Vi è un qualcosa di insolito in Xenogears, qualcosa che si ritrova nell’intera produzione del gioco di ruolo di fine anni Novanta, ma che tuttavia ne supera i confini e, di conseguenza, richiede un tipo di approccio alternativo. Non mi rivolgo solamente alle tematiche che parlano ad un pubblico diverso—non che il contenuto ecologista di Cloud e l’Avalanche sia considerato un argomento facile—ma parlo più propriamente dell’opera in sé, di Xenogears come un agglomerato complesso di riferimenti, situazioni, tematiche che non lasciano spazio ad una definizione totalizzante. Un’apertura immaginifica che si evidenzia attraverso la percezione data dall’interattività del medium videoludico.
Nonostante le sue lacune, la magnificenza di Xenogears risiede proprio nella sua mancata completezza, e in una propensione alla speculazione che la rende un’opera in grado di coprire un quadro esistenziale talmente ampio da sfociare in paragoni con altri prodotti analoghi, come il già citato Neon Genesis Evangelion, ma anche Akira (1988), o Nier:Automata (2017). Opere grandiose che intrecciano un originario background sociopolitico con la narrazione interna, dando vita a labirintiche strutture; in poche parole, progetti ermetici e figli del proprio tempo, che fanno della loro complessità e della loro apparente astrusità la loro forza. Avrei potuto analizzare Xenogears sotto un punto di vista puramente psicanalitico, esaminando come Takahashi è riuscito nell’intento di rappresentare certe teorie e certi pensieri esistenziali, in maniera più o meno didascalica. Così come si potrebbe scrivere dei riferimenti alla Qabbaláh come strumenti di fascinazione nelle produzioni pop negli anni Novanta, oppure dei rapporti tra il lavoro d’autore, l’industria capitalista e la voracità consumistica del fandom.

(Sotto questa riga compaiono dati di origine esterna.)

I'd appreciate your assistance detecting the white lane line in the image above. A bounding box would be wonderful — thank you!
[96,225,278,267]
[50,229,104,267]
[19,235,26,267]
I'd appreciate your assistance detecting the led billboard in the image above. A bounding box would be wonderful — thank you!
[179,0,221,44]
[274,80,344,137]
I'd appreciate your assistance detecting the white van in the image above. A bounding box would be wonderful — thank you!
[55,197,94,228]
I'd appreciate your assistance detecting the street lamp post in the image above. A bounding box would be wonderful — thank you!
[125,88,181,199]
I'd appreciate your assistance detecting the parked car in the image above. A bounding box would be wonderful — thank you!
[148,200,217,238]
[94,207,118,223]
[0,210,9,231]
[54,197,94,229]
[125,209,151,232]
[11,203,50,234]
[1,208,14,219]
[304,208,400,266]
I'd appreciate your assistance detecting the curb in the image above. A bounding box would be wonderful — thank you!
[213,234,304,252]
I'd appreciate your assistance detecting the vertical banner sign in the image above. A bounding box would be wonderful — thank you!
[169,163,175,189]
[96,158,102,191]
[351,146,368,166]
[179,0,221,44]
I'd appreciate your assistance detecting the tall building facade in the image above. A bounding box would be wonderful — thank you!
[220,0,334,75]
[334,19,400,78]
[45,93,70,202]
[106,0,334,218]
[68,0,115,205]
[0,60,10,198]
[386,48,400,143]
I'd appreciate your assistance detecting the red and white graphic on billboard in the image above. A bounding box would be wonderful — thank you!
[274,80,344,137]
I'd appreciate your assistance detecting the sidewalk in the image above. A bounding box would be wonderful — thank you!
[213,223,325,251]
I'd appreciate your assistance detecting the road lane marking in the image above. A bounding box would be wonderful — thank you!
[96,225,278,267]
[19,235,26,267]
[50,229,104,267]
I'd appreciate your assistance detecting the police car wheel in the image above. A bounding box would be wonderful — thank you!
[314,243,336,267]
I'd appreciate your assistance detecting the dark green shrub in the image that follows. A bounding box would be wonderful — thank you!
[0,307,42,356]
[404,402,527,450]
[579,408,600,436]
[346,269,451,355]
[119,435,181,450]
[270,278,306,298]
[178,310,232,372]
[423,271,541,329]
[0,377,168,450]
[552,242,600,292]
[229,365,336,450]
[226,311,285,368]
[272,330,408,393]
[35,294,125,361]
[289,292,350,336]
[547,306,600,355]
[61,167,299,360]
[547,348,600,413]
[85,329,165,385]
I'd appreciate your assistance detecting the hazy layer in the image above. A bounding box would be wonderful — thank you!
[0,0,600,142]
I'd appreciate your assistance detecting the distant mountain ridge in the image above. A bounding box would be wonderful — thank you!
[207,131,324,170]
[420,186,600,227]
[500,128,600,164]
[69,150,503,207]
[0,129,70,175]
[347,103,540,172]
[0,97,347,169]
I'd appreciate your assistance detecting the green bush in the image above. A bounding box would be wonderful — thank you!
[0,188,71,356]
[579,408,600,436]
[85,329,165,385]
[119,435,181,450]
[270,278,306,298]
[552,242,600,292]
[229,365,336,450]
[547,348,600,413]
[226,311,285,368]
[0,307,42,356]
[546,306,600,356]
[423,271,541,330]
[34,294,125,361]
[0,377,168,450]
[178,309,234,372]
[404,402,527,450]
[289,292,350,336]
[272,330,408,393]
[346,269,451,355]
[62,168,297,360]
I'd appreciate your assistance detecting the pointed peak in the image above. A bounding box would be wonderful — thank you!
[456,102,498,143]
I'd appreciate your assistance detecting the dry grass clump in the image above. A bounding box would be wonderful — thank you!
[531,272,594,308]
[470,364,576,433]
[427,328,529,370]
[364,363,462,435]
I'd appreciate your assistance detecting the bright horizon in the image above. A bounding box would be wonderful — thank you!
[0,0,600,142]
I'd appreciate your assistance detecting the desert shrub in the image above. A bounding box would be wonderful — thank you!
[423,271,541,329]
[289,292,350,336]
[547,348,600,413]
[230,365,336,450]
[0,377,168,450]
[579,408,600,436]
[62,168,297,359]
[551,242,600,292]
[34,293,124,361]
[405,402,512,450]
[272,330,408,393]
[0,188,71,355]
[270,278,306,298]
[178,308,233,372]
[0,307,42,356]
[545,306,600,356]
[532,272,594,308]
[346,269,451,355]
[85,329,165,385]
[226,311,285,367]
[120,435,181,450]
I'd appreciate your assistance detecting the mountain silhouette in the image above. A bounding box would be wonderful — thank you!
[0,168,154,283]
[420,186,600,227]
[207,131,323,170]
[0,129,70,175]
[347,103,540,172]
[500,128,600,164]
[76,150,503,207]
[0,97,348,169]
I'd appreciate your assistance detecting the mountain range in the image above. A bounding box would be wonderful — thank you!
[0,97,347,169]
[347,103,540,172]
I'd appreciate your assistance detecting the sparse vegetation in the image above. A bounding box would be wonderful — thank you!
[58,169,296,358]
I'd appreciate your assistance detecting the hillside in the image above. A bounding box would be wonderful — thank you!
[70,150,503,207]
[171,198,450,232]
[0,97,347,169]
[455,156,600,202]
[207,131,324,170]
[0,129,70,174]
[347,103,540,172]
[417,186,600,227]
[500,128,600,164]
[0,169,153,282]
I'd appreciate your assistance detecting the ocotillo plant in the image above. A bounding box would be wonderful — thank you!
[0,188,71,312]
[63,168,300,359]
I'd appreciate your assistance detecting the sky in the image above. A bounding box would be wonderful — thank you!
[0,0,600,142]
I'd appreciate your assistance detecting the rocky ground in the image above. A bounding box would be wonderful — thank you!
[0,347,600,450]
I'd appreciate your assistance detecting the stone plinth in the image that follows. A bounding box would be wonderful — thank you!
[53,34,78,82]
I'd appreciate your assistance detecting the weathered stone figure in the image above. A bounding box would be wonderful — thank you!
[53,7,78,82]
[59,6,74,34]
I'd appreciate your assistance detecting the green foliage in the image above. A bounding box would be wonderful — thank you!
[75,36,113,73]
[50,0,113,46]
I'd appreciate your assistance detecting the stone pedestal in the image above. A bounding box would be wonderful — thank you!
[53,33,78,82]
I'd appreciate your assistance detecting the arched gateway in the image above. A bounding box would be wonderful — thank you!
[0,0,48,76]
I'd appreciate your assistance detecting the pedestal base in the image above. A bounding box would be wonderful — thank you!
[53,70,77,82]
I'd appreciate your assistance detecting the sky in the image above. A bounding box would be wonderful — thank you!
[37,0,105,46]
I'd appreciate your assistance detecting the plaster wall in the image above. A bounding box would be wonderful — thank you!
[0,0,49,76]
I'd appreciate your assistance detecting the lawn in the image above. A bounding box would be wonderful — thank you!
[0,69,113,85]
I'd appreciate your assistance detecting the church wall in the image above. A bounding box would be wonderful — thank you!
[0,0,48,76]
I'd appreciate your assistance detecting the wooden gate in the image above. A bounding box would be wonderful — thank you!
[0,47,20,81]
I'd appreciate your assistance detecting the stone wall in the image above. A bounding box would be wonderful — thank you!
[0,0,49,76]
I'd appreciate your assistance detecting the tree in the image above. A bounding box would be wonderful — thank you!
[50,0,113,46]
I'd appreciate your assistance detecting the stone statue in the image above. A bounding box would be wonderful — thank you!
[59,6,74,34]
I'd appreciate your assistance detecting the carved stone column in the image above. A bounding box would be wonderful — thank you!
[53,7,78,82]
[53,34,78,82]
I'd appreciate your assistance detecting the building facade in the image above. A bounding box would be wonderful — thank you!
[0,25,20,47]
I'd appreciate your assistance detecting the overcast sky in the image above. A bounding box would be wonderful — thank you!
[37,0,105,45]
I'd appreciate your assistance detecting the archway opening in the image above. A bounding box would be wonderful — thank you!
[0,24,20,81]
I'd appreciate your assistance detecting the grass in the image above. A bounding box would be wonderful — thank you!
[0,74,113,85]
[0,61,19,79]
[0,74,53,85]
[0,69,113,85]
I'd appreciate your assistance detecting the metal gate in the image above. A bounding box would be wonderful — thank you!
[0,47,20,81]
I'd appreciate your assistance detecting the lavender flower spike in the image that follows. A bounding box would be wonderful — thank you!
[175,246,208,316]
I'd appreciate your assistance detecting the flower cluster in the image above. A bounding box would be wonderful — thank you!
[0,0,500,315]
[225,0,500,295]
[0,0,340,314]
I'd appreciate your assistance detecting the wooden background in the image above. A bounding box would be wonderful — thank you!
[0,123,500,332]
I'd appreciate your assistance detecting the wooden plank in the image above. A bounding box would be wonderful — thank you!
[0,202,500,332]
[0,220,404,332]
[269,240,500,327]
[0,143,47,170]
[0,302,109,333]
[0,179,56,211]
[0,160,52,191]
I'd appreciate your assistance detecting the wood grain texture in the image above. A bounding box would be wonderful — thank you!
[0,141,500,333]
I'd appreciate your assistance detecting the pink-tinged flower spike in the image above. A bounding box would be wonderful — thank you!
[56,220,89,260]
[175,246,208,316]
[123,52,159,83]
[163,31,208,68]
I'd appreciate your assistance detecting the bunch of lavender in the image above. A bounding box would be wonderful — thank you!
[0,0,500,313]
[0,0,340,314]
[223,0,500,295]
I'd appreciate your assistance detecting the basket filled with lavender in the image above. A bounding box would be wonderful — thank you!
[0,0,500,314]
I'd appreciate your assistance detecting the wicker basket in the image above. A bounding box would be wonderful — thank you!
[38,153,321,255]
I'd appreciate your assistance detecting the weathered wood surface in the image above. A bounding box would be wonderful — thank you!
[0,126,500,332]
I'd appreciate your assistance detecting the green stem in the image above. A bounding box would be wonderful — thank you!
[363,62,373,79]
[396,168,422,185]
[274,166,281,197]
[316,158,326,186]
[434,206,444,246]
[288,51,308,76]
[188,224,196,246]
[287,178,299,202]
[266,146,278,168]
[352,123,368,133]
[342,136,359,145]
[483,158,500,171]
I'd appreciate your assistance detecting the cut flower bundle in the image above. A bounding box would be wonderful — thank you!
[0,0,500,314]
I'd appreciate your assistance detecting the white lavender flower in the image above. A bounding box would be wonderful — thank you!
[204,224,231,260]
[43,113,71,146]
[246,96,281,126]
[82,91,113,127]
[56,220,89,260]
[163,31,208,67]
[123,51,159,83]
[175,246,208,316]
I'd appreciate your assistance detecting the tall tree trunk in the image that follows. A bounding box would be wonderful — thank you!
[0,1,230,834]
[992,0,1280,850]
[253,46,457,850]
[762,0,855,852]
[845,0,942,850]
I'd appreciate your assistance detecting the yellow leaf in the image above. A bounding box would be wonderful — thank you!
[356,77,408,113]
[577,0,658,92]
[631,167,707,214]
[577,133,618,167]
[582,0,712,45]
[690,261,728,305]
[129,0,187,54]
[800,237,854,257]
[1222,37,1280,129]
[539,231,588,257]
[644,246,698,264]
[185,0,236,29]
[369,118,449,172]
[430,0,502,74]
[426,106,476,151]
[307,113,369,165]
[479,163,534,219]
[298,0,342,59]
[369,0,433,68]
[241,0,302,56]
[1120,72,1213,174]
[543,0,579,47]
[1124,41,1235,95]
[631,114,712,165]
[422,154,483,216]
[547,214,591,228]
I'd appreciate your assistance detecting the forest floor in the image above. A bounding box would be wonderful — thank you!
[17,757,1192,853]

Ho scelto tuttavia di parlarne da un punto di vista che potesse comprenderne l’integrità, forse dettato dal mio spropositato affetto nei confronti di questo progetto o dalla mia incapacità nell’individuare un’angolatura specifica che potesse rappresentarne a pieno il valore del titolo. Ciononostante, ritengo che Xenogears sia un fondamentale punto di svolta nella produzione videoludica e più in generale, culturale—proprio in funzione della sua incisiva incompletezza. Rischiando di risultare incoerente però, non voglio nascondere la mia curiosità e speranza nel vedere un giorno realizzarsi le petizioni che chiedono a Square Enix un prosieguo della saga, affidando il tutto, nuovamente, nelle mani imprevedibili di Tetsuya Takahashi.